Before meeting my sister Emily in Cusco, I took about 10 days to do a whirlwind tour of coastal and southern Peru involving lots of night buses.
The geography of Peru is amazing. The Andes run in a thin strip down the center of the country, and with an average height of 13,000 feet, they create a huge weather barrier. However, unlike in most countries, in Peru it is the coastal side that is dry – one of the driest deserts on earth, in fact. The interior side, on the other hand, is incredibly wet and inaccessible. Much of it is part of the Amazon rain forest, and it includes the source of the Amazon river.
The image below shows a bit of this diversity. Superimposed here is my 10-day path from Lima (the capital), to Paracas, and then to Arequipa, Puno (Lake Titicaca), and finally Cusco.
Paracas (Las Islas Ballistas)
Just offshore from the tiny coastal resort town of Paracas, which is situated in a dry and especially barren part of Peru’s coastal desert, are the uninhabited Islas Ballistas. The islands are a critical home and nesting ground for many bird species, as well as for thousands of sea lions.
Before the advent of industrially produced nitrogen-based fertilizers, the islands were also an important source of guano (bird droppings), an excellent fertilizer used in the area since prehispanic times.

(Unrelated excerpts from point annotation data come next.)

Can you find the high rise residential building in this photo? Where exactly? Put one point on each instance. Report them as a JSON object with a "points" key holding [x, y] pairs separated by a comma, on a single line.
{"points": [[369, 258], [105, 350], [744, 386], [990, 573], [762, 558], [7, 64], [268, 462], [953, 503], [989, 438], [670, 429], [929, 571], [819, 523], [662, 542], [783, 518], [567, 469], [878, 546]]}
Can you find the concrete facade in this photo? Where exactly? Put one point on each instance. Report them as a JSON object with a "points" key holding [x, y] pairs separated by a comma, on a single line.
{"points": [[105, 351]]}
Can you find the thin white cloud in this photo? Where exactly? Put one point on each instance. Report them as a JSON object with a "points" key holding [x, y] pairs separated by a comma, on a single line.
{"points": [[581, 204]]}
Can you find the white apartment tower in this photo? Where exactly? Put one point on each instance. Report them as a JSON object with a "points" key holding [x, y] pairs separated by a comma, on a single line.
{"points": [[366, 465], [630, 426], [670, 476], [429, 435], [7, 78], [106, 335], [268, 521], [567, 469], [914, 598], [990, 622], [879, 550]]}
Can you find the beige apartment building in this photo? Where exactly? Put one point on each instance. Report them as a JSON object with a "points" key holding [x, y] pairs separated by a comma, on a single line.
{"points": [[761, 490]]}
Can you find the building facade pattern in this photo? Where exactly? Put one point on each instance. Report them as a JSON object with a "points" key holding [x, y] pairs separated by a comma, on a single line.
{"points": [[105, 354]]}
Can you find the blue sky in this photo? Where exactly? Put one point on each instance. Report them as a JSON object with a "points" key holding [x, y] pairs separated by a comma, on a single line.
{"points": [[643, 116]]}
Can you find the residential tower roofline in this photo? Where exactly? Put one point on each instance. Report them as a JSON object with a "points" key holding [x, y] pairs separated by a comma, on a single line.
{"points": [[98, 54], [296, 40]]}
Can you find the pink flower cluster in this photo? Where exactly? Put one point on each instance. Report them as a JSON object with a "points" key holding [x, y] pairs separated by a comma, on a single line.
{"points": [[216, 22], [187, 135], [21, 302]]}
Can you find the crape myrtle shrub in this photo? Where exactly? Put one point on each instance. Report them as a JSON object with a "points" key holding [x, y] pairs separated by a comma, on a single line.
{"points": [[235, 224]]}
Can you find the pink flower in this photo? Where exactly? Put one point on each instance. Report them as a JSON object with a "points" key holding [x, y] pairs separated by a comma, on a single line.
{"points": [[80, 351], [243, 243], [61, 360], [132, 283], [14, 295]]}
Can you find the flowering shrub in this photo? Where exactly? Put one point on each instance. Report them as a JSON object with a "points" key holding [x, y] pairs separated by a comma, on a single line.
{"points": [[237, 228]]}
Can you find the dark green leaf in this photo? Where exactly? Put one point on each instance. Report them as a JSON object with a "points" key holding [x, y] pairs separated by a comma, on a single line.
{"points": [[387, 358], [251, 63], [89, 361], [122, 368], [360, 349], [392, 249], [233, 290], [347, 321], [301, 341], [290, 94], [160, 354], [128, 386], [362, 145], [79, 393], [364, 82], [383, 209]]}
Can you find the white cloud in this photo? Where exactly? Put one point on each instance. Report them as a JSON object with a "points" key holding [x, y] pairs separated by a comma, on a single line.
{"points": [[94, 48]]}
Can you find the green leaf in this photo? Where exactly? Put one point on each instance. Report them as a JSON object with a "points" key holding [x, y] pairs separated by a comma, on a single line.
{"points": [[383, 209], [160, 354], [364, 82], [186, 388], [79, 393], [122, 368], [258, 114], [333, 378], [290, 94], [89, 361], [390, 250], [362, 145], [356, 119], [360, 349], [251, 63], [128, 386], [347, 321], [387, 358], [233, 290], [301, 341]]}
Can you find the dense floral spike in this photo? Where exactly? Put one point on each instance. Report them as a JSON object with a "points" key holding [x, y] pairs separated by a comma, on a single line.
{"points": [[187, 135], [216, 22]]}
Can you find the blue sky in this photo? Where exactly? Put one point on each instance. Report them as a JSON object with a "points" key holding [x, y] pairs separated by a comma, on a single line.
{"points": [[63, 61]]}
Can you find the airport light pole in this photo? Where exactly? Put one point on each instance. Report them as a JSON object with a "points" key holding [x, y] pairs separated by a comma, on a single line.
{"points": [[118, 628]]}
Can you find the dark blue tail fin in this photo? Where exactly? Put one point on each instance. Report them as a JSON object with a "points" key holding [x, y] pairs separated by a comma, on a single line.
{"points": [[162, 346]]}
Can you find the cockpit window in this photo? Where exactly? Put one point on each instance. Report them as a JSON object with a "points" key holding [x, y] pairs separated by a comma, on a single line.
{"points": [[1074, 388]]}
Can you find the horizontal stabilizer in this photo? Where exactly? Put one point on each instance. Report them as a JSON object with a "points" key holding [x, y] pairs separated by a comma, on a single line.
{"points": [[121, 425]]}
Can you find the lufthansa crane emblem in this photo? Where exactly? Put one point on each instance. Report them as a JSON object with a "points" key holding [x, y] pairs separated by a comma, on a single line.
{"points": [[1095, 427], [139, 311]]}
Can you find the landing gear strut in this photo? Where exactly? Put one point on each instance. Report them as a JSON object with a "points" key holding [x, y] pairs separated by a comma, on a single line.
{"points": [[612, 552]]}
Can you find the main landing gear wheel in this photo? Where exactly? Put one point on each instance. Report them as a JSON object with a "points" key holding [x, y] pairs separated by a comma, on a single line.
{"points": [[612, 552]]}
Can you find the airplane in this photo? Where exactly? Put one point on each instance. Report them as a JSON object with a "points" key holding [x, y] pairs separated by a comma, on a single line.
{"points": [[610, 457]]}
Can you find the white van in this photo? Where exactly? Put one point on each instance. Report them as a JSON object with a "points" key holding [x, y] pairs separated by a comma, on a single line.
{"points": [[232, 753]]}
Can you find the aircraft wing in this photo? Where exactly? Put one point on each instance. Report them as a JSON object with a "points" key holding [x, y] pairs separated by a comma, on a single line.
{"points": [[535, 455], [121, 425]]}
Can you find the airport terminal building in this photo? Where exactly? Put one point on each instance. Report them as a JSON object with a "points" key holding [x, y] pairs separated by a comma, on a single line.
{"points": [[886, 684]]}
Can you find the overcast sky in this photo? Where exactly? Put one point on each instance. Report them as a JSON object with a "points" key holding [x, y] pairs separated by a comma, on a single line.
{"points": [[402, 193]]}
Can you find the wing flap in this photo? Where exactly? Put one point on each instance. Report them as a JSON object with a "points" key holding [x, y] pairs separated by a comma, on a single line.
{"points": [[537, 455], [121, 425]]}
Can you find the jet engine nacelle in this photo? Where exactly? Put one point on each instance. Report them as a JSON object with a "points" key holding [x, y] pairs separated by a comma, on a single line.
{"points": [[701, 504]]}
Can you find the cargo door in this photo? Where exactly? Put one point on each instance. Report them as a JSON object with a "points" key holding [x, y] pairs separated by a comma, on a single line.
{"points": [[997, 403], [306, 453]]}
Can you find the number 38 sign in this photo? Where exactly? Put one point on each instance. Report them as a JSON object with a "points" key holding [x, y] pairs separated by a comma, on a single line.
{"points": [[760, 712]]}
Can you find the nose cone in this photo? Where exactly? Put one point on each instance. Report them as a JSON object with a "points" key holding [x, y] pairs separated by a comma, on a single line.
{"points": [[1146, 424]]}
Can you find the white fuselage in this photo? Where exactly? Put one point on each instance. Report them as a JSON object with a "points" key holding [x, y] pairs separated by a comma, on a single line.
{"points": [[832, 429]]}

Nowadays, the islands are carefully protected, and are a success story for economically and environmentally sustainable ecotourism in Peru.
I had always been fascinated by this type of otherworldly ecosystem on nature documentaries, and seeing it so close was a highlight of my travel in Latin America.
Although Arequipa is Peru’s second-largest city, it is much smaller than the capital city of Lima (1 million vs. 10 million people). That might be one reason why it felt so much more compact and livable. One of my favorite aspects of Arequipa were the nearby rivers and the three ~19,000 ft volcanoes that overlook the city.
The main square and cathedral were also gorgeous, especially silhouetted against the magnificent terrain.
Arequipa to Puno
One reason that Arequipa is so well-established on the tourist circuit is its proximity to phenomenal wilderness excursions. Even beyond the magnificent volcanoes, there is Colca Canyon, one of the deepest in the world (twice as deep as the grand canyon, though again this is cherry-picking a single metric of size) and home to many Andean condors–magnificent birds with a 10 ft+ wingspan (larger even than the California condor).
We continued towards Puno via magnificent valleys, terraced for farming over millenia by the Incas and other indigenous peoples.
Puno (Lake Titicaca)
Puno is the largest Peruvian city on Lake Titicaca, which is itself the highest navigable lake in the world (12,500 ft), the largest lake in South America, and part of the border between Peru and Bolivia. It is a stunning, beautiful lake, and although I only had a single day to spend there, I did manage to visit the famous floating islands of the Uru people.
The Uru originally created these islands in prehispanic times to avoid neighboring aggressive tribes. They construct the islands, as well as their houses and many of their tools, out of reeds which also grow in the lake. Consequently, the island are constantly decomposing and need to be rebuilt once every year or two. The islands are truly free-floating, but are anchored to the lake floor via ropes. It is an unusual existence, and one that nowadays seems to be predicated entirely on tourism.
Still, I found the visit to be fascinating, and the local people to be incredibly friendly and genuine, despite the daily onslaught of ogling tourists.
After Puno, I continued on through the beautiful Peruvian highlands to Cusco, where I met my sister Emily and her boyfriend Brian for a magnificent trip to Macchu Picchu (detailed in another blog post).